Individual hydraulic response strategies of four Mediterranean-type shrubs to long-term dry season nitrogen deposition

Background/Question/Methods

Anthropogenic nitrogen (N) deposition represents a significant N input for many semi-arid ecosystems, including southern California.  N deposition can alter plant communities, resulting in species composition shifts and reduced diversity.  On a smaller scale, increased N availability can strongly affect photosynthesis.  Few studies have investigated how changes in N availability affect plant hydraulic properties, including hydraulic conductivity and vulnerability to cavitation.
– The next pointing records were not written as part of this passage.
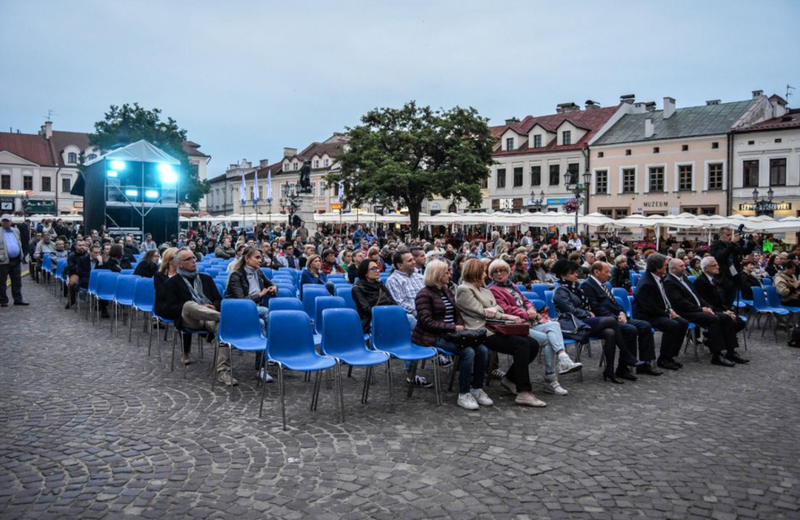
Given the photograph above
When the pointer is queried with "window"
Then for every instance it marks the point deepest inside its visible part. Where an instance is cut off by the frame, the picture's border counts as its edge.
(518, 177)
(777, 172)
(536, 175)
(685, 177)
(501, 177)
(555, 175)
(601, 181)
(715, 176)
(628, 180)
(750, 174)
(657, 178)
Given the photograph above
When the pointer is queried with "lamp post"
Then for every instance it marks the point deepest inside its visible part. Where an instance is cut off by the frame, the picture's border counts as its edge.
(579, 189)
(761, 205)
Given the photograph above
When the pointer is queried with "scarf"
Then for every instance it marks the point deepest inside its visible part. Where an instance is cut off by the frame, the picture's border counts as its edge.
(577, 291)
(195, 286)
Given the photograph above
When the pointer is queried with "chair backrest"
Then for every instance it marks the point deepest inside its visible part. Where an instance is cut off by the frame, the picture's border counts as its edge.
(144, 295)
(343, 333)
(390, 327)
(281, 303)
(289, 335)
(238, 320)
(309, 295)
(346, 292)
(326, 302)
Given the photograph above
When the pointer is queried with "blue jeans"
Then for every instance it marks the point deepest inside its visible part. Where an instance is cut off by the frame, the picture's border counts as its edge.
(473, 364)
(548, 335)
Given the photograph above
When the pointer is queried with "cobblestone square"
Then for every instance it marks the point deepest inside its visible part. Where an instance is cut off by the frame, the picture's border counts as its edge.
(91, 427)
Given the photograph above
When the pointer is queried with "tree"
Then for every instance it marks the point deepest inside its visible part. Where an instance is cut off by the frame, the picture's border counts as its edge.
(130, 123)
(404, 156)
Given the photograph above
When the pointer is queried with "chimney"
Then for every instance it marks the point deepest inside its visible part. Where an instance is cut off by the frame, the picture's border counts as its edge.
(669, 107)
(47, 130)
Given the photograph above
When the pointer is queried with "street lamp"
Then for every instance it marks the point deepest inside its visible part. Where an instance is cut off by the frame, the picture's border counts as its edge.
(579, 189)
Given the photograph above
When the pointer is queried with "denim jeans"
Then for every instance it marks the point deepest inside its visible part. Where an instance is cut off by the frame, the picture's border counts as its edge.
(472, 369)
(548, 335)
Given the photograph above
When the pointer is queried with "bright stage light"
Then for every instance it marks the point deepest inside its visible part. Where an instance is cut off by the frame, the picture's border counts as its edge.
(168, 174)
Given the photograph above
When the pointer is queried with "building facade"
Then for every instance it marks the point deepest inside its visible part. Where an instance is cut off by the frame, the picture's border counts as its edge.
(668, 161)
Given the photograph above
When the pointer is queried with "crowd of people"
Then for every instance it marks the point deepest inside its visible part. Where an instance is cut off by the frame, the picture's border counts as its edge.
(449, 285)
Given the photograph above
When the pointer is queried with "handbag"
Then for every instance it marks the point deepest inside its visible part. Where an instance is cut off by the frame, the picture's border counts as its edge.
(466, 338)
(505, 328)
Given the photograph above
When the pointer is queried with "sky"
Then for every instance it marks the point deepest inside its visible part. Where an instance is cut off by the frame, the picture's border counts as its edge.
(248, 78)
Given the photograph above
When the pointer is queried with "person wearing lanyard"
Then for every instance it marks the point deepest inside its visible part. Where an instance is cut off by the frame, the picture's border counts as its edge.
(10, 262)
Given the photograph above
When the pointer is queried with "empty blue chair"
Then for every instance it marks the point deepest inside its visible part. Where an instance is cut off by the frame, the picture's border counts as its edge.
(240, 328)
(390, 333)
(290, 344)
(342, 340)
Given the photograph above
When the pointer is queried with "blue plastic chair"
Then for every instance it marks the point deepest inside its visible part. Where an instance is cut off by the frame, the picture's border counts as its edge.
(347, 294)
(342, 340)
(291, 345)
(391, 334)
(240, 328)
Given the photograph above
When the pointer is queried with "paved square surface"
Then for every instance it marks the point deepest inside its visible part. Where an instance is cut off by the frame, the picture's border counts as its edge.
(91, 427)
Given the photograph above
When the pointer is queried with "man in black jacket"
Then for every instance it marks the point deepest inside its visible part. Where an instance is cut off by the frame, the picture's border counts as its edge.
(193, 301)
(650, 303)
(692, 307)
(603, 303)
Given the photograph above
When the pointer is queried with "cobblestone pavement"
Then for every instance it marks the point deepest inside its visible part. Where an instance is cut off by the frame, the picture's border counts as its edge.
(92, 427)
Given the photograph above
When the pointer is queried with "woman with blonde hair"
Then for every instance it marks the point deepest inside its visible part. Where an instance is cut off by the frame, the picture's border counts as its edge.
(477, 304)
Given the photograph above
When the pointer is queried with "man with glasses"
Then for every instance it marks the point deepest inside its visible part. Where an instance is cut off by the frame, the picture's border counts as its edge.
(193, 301)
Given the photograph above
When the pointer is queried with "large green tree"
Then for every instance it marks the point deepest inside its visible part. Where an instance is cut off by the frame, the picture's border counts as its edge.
(130, 123)
(400, 157)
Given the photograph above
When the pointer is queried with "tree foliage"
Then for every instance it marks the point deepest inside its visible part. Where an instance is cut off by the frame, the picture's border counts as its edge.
(130, 123)
(400, 157)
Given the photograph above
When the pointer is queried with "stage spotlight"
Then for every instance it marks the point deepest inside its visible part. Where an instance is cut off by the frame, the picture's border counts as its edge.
(168, 174)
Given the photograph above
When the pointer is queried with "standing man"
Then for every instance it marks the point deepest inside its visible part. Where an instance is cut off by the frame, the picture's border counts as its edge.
(10, 262)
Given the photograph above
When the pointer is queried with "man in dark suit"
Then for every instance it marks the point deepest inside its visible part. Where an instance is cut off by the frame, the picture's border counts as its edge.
(710, 287)
(692, 307)
(650, 303)
(603, 303)
(193, 301)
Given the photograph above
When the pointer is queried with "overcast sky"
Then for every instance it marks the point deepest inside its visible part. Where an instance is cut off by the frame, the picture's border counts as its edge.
(247, 78)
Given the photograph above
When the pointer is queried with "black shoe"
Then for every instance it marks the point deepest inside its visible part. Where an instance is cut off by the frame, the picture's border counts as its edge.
(721, 361)
(649, 370)
(733, 356)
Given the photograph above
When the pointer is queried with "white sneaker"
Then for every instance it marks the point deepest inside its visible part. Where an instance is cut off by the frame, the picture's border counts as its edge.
(467, 401)
(481, 397)
(552, 386)
(566, 365)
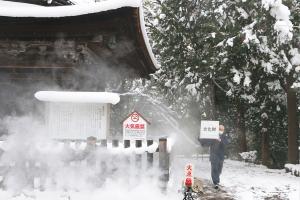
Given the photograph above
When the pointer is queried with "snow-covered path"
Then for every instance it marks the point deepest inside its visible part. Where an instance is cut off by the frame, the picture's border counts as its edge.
(240, 180)
(247, 181)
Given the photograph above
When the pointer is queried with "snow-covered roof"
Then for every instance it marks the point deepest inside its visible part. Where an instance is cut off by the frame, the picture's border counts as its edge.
(13, 9)
(31, 10)
(78, 97)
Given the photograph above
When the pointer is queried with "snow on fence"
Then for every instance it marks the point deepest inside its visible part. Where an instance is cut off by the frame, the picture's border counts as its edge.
(143, 155)
(249, 156)
(293, 169)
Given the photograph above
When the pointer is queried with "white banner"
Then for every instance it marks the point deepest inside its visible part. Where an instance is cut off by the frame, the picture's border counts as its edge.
(77, 120)
(209, 130)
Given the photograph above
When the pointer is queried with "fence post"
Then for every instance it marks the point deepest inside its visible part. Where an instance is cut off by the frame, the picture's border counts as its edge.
(164, 161)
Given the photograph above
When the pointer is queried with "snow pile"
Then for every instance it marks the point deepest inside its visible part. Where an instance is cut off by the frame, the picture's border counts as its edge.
(68, 170)
(249, 156)
(281, 13)
(78, 97)
(294, 169)
(295, 60)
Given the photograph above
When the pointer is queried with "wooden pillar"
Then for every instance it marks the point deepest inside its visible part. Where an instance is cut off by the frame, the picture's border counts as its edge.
(138, 157)
(293, 126)
(164, 160)
(149, 155)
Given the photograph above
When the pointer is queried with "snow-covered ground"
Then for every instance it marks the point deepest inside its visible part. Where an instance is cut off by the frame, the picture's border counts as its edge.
(243, 181)
(248, 181)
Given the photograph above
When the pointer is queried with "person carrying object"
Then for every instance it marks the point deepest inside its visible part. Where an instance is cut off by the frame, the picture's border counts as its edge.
(216, 157)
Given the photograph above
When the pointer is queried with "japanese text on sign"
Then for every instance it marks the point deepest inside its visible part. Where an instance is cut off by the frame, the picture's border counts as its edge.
(134, 127)
(209, 130)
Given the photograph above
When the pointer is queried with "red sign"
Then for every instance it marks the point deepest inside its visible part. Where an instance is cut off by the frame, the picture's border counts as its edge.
(188, 171)
(134, 127)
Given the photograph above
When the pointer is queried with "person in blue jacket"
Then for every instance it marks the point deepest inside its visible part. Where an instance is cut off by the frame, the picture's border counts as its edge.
(217, 152)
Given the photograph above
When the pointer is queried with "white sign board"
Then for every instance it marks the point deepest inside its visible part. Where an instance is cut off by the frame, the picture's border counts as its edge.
(134, 127)
(209, 130)
(77, 120)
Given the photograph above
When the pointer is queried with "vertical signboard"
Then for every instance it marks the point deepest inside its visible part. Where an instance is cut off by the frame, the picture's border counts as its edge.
(209, 130)
(134, 127)
(188, 171)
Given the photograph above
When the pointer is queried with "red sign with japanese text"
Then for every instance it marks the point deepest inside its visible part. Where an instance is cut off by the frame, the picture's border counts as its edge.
(134, 127)
(188, 172)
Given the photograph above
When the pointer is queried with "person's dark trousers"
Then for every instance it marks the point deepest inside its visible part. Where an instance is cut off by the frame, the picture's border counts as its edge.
(216, 170)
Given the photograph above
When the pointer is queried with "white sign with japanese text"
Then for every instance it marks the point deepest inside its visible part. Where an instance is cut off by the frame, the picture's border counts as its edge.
(77, 120)
(134, 127)
(209, 130)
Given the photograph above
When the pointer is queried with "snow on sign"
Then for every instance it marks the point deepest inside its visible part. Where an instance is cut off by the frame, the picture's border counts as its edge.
(134, 127)
(209, 130)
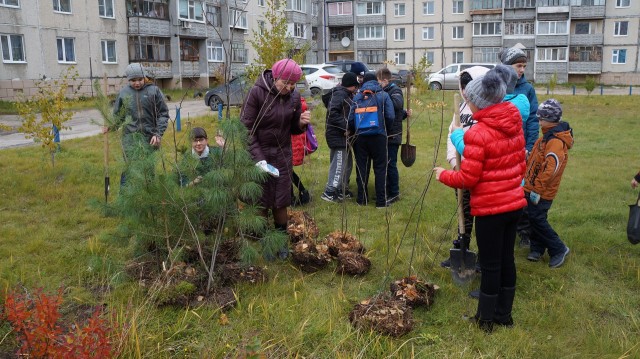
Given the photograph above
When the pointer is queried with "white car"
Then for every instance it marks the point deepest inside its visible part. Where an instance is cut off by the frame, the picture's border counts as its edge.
(322, 77)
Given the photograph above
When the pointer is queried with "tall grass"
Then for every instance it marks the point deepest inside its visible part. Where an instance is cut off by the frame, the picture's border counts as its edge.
(51, 236)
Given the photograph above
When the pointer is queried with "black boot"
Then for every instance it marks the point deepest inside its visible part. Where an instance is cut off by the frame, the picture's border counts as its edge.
(486, 311)
(503, 307)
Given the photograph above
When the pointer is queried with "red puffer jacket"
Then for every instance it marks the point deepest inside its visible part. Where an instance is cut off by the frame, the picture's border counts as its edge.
(494, 162)
(298, 142)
Experimental plots were established in a completely randomized design at Santa Margarita Ecological Reserve (SMER) and at Sky Oaks Field Station (SOFS) in southern California, USA, in 2003.  Each site has eight 10 x 10 m plots, four of which are fertilized with 50 kg N ha^-1 yr^-1 in a single application during the dry season and four of which are un-manipulated control plots.  The dominant species at SMER are Artemisia californica and Salvia mellifera, and at SOFS are Adenostoma fasciculatum and Ceanothus greggii.  In 2013-14, we measured stem hydraulic conductivity (K_h), xylem vulnerability to cavitation (P₅₀), wood density, specific leaf area (SLA), predawn and midday water potentials (Ψ_predawn and Ψ_midday), leaf hydraulic conductance (K_leaf), and gas exchange including light saturated photosynthetic rate per area and mass (A_area and A_mass) and transpiration (E).

Results/Conclusions

Each species had an individual response strategy to long-term N addition.  Of the four study species, Artemisia californica was particularly responsive, as N addition increased stem hydraulic conductivity and transpiration, and decreased wood density and specific leaf area.  N addition also increased transpiration in C. greggii.  Adenostoma fasciculatum was more vulnerable to xylem cavitation in N plots than in control plots.  July predawn xylem water potentials were less negative in N plots for all species except A. fasciculatum, but there was no difference in water potentials between N and control plots at midday, February predawn, nor February midday.  There were no differences in leaf hydraulic conductance, light saturated photosynthetic rate per area or mass between N and control plots for any species.  This Mediterranean-type ecosystem receives most precipitation during the winter months and is subject to an annual seasonal water deficit, which may limit the range of plant responses to increased N availability.